Recuerdos fuera de presupuesto.

 

Esta noche tenía planeado publicar otra cosa. El texto ya estaba escrito, corregido, y —como siempre— con la firma temblorosa de alguien que todavía cree que escribir es una forma de hacer las paces con lo que no se comprende. Era una columna distinta, quizás menos íntima, más reflexiva. Pero a última hora, y sin previo aviso, recordé a alguien.

No como se recuerda una anécdota, sino como se recuerda una melodía que uno creyó haber olvidado. Y me fue imposible no escribir sobre ello.

Hay personas que no se ven con claridad, pero cuya presencia se graba con una nitidez casi sobrenatural. Ella fue una de esas presencias.

No compartimos espacio con frecuencia —de hecho, casi nunca—, pero cuando lo hicimos, yo la miré como se mira algo que se sabe lejano, como quien observa desde un andén a un tren que no abordará.

No había pretensión, ni expectativa, ni plan alguno. Solo una fascinación silenciosa por su forma de estar. Era, como decirlo sin caer en lugares comunes, una de esas bellezas que no necesitan ser explicadas para ser comprendidas. Y, aun así, no fue su rostro lo que más me atrapó.

Con el tiempo, ocurrió lo que jamás imaginé: hablamos. No con voz, sino con letras. Una conversación escrita, constante, fiel como los rituales antiguos. Mañanas, tardes, y sobre todo noches: nos contábamos el día como si uno fuera la bitácora del otro. No éramos amigos, no éramos pareja, no éramos nada que pudiera definirse… pero escribíamos. Y eso, en aquel entonces, me bastaba.
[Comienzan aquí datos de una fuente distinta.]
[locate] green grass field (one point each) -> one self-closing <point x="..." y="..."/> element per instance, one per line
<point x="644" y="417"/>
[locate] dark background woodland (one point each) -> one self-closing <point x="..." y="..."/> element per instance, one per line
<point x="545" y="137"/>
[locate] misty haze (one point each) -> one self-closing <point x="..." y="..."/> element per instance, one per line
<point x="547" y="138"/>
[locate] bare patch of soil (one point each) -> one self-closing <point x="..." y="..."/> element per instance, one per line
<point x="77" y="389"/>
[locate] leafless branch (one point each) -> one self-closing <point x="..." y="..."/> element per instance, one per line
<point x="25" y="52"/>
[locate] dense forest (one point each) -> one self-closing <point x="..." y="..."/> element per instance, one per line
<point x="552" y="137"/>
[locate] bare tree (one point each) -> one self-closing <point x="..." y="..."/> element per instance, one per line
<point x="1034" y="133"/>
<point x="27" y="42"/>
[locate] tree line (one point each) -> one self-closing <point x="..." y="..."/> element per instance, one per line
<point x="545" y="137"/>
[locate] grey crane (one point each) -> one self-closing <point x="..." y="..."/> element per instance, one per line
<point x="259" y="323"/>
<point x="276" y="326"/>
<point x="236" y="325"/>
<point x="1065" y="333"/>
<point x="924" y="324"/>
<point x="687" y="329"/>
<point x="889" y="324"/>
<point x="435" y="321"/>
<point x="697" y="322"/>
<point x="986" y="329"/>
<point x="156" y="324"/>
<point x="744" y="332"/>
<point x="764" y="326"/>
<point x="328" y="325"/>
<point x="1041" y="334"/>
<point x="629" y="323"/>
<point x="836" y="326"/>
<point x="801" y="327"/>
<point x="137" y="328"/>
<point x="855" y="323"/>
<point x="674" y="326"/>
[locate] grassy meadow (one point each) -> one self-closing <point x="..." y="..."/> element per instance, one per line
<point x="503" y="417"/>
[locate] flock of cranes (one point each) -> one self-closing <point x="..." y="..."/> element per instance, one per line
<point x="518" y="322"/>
No le dije nunca que me gustaba. No porque no lo hiciera —¿cómo no hacerlo?—, sino porque el afecto se sentía más auténtico cuando no pedía nada a cambio. A veces, solo quería que supiera que había alguien del otro lado. Alguien que pensaba en ella antes de dormir. Alguien que celebraba sus mensajes como se celebra una carta en una guerra lejana.

Un día, sin ruido, dejó de responder. No hubo reclamos. No hubo promesas rotas.
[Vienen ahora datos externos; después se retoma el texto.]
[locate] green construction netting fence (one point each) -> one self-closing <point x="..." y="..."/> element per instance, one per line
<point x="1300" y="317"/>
Solo la desaparición gradual de una rutina que había aprendido a amar. Le escribí una o dos veces más, cartas que aún viven en alguna carpeta perdida. Nunca las respondió. Supuse que no debía insistir. Y no lo hice.

Ella siguió su vida —lo sé, o al menos lo imagino—. Conoció otras personas, otros afectos, otros mundos. Yo también seguí. Pero de vez en cuando, muy de vez en cuando, me pregunto si ella sabrá que sigo escribiendo. No necesariamente para ella. Pero con ella en la tinta.

Porque lo cierto es que aún escribo como si alguien pudiera encontrar entre líneas un susurro que no se atrevió a decirse en voz alta. Y es que lo único que me queda de ti soy yo. Yo que aún te pienso. Yo que aún te leo en mis propios párrafos. Yo que aún espero que —por curiosidad, por error, o por lástima— algún día vuelvas a cruzarte con mis palabras.

No sé si leerás esto. No sé si recordarás aquel vaivén de mensajes que alguna vez fue nuestra forma de existir. Pero si llegas hasta aquí, quiero que sepas que en mi memoria no eres una página cerrada, sino una nota al pie que aún me acompaña.

Porque hay vínculos que no se entienden, ni se explican, ni se superan. Solo se aceptan como se acepta una luz lejana que nunca fue faro, pero que de vez en cuando, ilumina con ternura lo que quedó atrás.

Y si esta columna, por alguna razón, llega hasta ti, que sepas que no busco respuesta. Solo quería recordarte que, en algún lugar de este mundo todavía hay alguien que te recuerda como quien recuerda algo hermoso que no volvió, pero que tampoco se fue del todo.